Der Roman spielt im Sommer des Jahres 2015. In den USA herrscht Wahlkampf, was unter den Gletscherforschern höchste Besorgnis vor der drohenden politischen Katastrophe vor allem im Bezug auf das Weltklima auslöst. In Deutschland erreicht die Flüchtlingsbewegung ihren Höhepunkt. Richard und Natascha entschließen sich, ihr ererbtes Sommerhaus in einer abgelegenen Gegend in der Nähe von Hamburg an eine syrische Familie mit zwei Kindern zu vermieten. Das sorgt für Unruhe im Dorf, schürt Vorurteile, setzt Gerüchte in Umlauf und bringt viel mediale Aufmerksamkeit mit sich. Und es macht auch die unterschiedlichen Auffassungen Richards und seiner Frau in der gemeinsam entschiedenen Sache deutlich. Gefühl steht gegen Vernunft. Die Auseinandersetzung eignet sich hervorragend als Schlachtfeld für die Beziehungskämpfe der beiden. Und darüber hinaus passieren tatsächlich besorgniserregende Dinge rund um die Familie Farhi und das Haus am See, was die Protagonisten zum Handeln zwingt. – Ein sehr vielschichtiger, sehr reflektierter, sprachlich herausragender Roman. Viel mehr als eine literarische Verarbeitung der Flüchtlings-, Klima- und Ehekrise.
Norbert Gstrein, Die kommenden Jahre, Hanser, München 2018, 284 S., € 22,70.
Susanne Scholl spannt den erzählerischen Bogen in ihrem Roman von der Verfolgung der Juden durch die Nationalsozialisten bis zur aktuellen Flüchtlingsbewegung des Jahres 2015. Im Mittelpunkt steht Lea, die Tochter eine jüdischen Familie in Wien. Fritzi, Leas Mutter, kann vor der nationalsozialistischen Verfolgung als junge Frau nach England fliehen. Ein Teil ihrer großen Familie überlebt den Holocaust nicht. Fritzi kehrt nach dem Krieg mit ihrem Mann nach Wien zurück, wo Lea geboren wird. Alles scheint gut zu werden. Um der Last dieser Vergangenheit zu entfliehen, studiert Lea Geschichte, heiratet einen Mann aus einem ganz anderen Milieu und bekommt Kinder und Enkelkinder. Ein normales Familienleben, mit Höhen und Tiefen, bis Ereignisse, die mit der aktuellen Flüchtlingswelle zusammenhängen, bedrohlich in die Familie einwirken. Die Gespenster der Vergangenheit sind für Lea zu neuem Leben erwacht.

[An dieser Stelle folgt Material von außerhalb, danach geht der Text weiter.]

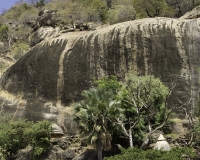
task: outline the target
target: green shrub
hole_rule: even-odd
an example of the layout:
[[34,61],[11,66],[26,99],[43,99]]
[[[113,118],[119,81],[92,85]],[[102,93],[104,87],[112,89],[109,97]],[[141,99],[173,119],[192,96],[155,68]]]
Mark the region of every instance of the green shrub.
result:
[[121,149],[121,154],[106,157],[104,160],[185,160],[185,157],[195,158],[192,148],[173,148],[171,151],[141,150],[138,148]]
[[48,121],[38,123],[26,120],[0,122],[0,157],[13,159],[19,149],[33,147],[33,159],[45,153],[50,145],[51,125]]

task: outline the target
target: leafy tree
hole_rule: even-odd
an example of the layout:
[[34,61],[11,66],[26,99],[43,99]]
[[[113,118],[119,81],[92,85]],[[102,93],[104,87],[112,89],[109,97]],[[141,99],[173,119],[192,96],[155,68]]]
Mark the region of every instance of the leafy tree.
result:
[[32,155],[34,158],[39,157],[50,147],[51,124],[48,121],[41,121],[24,132],[24,138],[27,143],[33,147]]
[[[133,147],[133,130],[138,124],[148,128],[147,138],[142,146],[149,143],[153,132],[166,124],[171,113],[165,104],[169,94],[168,88],[154,76],[137,77],[129,74],[126,77],[121,93],[122,111],[116,120],[129,139],[130,147]],[[156,120],[159,120],[158,125],[155,125]]]
[[29,0],[29,2],[35,5],[36,7],[45,6],[45,4],[49,1],[51,0]]
[[192,148],[172,148],[170,151],[162,150],[142,150],[138,148],[121,148],[122,153],[104,160],[185,160],[185,157],[196,158],[197,155]]
[[134,20],[136,11],[132,5],[115,5],[109,10],[108,21],[110,24]]
[[165,0],[133,0],[134,8],[139,18],[144,17],[171,17],[173,9]]
[[166,2],[174,8],[175,17],[181,17],[186,12],[200,5],[200,0],[166,0]]
[[111,147],[112,119],[118,114],[114,95],[105,88],[91,88],[82,92],[84,100],[75,105],[75,122],[83,134],[89,134],[89,142],[97,143],[98,160],[104,150]]

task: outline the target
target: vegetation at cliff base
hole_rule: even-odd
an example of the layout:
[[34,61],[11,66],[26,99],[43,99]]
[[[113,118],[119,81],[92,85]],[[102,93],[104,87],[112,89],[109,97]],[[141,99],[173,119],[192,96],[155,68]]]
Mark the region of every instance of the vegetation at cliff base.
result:
[[26,120],[13,121],[8,117],[0,119],[0,158],[13,159],[18,150],[28,145],[32,147],[30,159],[37,159],[48,151],[51,131],[48,121],[33,123]]
[[121,148],[121,154],[106,157],[104,160],[185,160],[196,158],[197,155],[192,148],[173,148],[170,151],[142,150],[138,148]]
[[110,148],[114,132],[123,135],[131,148],[144,147],[150,135],[167,123],[171,111],[165,101],[170,93],[154,76],[129,74],[122,84],[111,76],[95,83],[97,87],[84,90],[83,100],[74,105],[74,121],[90,143],[97,143],[99,160],[101,149]]

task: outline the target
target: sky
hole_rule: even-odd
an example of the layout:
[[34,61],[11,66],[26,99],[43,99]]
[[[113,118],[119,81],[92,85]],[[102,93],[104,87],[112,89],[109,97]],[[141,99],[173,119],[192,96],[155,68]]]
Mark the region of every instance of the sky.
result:
[[0,0],[0,13],[2,13],[3,10],[9,9],[11,6],[13,6],[17,0]]

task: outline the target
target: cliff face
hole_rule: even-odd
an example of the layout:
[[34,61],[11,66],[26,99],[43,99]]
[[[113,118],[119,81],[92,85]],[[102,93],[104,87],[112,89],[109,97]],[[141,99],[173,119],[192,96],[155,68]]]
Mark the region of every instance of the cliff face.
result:
[[148,18],[95,31],[63,33],[32,48],[7,70],[1,87],[56,106],[81,99],[92,78],[128,71],[176,87],[171,105],[198,98],[200,19]]

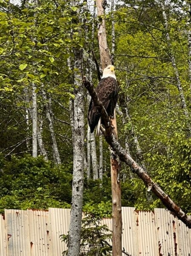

Sprachlich klar und schnörkellos, spannend und mit viel Empathie für ihre Figuren erzählt Susanne Scholl über die stete Gegenwart der Vergangenheit, die über Generationen hinaus wirksam bleibt.
Susanne Scholl, Wachtraum, Residenz Verlag, Salzburg – Wien 2017, 218 S., € 22,70.